Diop’s intellectual history is as shaky as his demographic claims. Leave aside for the moment the question of whether Egypt was black. Graeco–Roman science and philosophy were a different enterprise from Egyptian learning. The Egyptians developed the calendar, the calculation of time, and some medical cures in the second millennium B.C. Their funerary architecture attests to their engineering skills. But the Egyptian numeration system did not provide the basis for Western mathematics. And though the Greeks admired Egyptian accomplishments, the principle of grounding scientific conclusions on logic and empirical evidence—the hallmark of Western science—began with Aristotle, not with the Egyptian dynasties.

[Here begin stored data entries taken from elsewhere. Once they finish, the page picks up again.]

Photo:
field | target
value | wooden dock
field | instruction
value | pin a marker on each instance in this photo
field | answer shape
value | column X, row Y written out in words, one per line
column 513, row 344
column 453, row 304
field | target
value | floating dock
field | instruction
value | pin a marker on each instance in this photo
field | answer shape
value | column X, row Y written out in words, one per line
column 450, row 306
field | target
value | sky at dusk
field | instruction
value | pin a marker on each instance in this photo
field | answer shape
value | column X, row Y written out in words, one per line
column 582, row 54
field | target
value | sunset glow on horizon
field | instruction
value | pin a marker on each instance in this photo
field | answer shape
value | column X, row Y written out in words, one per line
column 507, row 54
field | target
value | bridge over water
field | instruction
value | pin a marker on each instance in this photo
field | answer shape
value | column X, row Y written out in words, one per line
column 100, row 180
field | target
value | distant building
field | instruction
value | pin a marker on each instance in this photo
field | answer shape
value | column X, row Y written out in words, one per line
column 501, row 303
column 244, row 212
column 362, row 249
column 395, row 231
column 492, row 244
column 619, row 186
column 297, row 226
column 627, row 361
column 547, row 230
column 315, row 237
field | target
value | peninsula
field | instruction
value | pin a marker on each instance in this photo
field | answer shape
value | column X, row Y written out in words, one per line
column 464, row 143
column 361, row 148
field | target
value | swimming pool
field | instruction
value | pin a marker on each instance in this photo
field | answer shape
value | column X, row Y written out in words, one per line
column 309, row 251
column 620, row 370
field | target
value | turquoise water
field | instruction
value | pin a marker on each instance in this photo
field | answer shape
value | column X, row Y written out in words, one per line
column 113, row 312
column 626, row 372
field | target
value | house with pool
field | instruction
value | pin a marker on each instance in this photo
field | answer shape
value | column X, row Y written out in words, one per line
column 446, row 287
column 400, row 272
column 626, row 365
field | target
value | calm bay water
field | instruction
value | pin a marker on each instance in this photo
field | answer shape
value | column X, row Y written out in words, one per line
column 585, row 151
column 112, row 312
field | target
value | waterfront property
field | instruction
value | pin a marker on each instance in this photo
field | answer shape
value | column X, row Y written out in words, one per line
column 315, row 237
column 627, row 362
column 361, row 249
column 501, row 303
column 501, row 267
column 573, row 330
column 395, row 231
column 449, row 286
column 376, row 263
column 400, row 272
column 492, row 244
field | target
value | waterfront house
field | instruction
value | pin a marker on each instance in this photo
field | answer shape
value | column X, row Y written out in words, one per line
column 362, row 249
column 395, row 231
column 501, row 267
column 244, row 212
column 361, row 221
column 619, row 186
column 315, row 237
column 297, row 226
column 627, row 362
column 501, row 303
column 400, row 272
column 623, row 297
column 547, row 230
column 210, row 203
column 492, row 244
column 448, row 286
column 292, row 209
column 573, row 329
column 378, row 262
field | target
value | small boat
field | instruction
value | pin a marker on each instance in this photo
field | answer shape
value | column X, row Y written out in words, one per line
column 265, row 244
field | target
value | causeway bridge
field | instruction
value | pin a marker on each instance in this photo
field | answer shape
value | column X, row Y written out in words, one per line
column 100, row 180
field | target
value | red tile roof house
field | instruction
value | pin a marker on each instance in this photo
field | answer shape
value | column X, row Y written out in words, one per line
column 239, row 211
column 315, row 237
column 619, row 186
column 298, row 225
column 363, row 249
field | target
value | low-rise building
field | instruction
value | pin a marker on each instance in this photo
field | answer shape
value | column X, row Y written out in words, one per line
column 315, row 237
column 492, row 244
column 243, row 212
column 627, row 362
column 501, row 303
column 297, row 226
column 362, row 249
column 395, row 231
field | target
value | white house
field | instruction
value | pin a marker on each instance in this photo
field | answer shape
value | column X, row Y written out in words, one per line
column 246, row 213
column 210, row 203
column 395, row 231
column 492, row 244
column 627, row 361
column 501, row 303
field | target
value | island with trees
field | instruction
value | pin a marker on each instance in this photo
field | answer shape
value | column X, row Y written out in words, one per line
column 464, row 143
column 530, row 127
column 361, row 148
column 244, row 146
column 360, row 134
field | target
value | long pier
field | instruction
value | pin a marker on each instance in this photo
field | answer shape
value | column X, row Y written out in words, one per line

As for Diop’s arguments regarding ancient Egypt’s black racial identity, they rest on Old Testament myth, cherry-picked images of Egyptian sculpture, a reference to “black” Egyptians by Herodotus, and a few alleged similarities between Egyptian and African words. According to DNA analysis from the Max Planck Institute in Germany, mummies from the New Kingdom were most closely related to peoples of the Levant (Turkey, Iraq, and Lebanon, among other countries). Modern Egyptians share just 8 percent of their genome with central Africans. As small as that share is, it is much more than that between ancient Egyptians and central and southern Africans; that common 8 percent developed only over the last 1,500 years. The ancient Egyptians, notorious xenophobes, did not believe themselves related to the peoples of the south, with whom their relations were often imperialistic.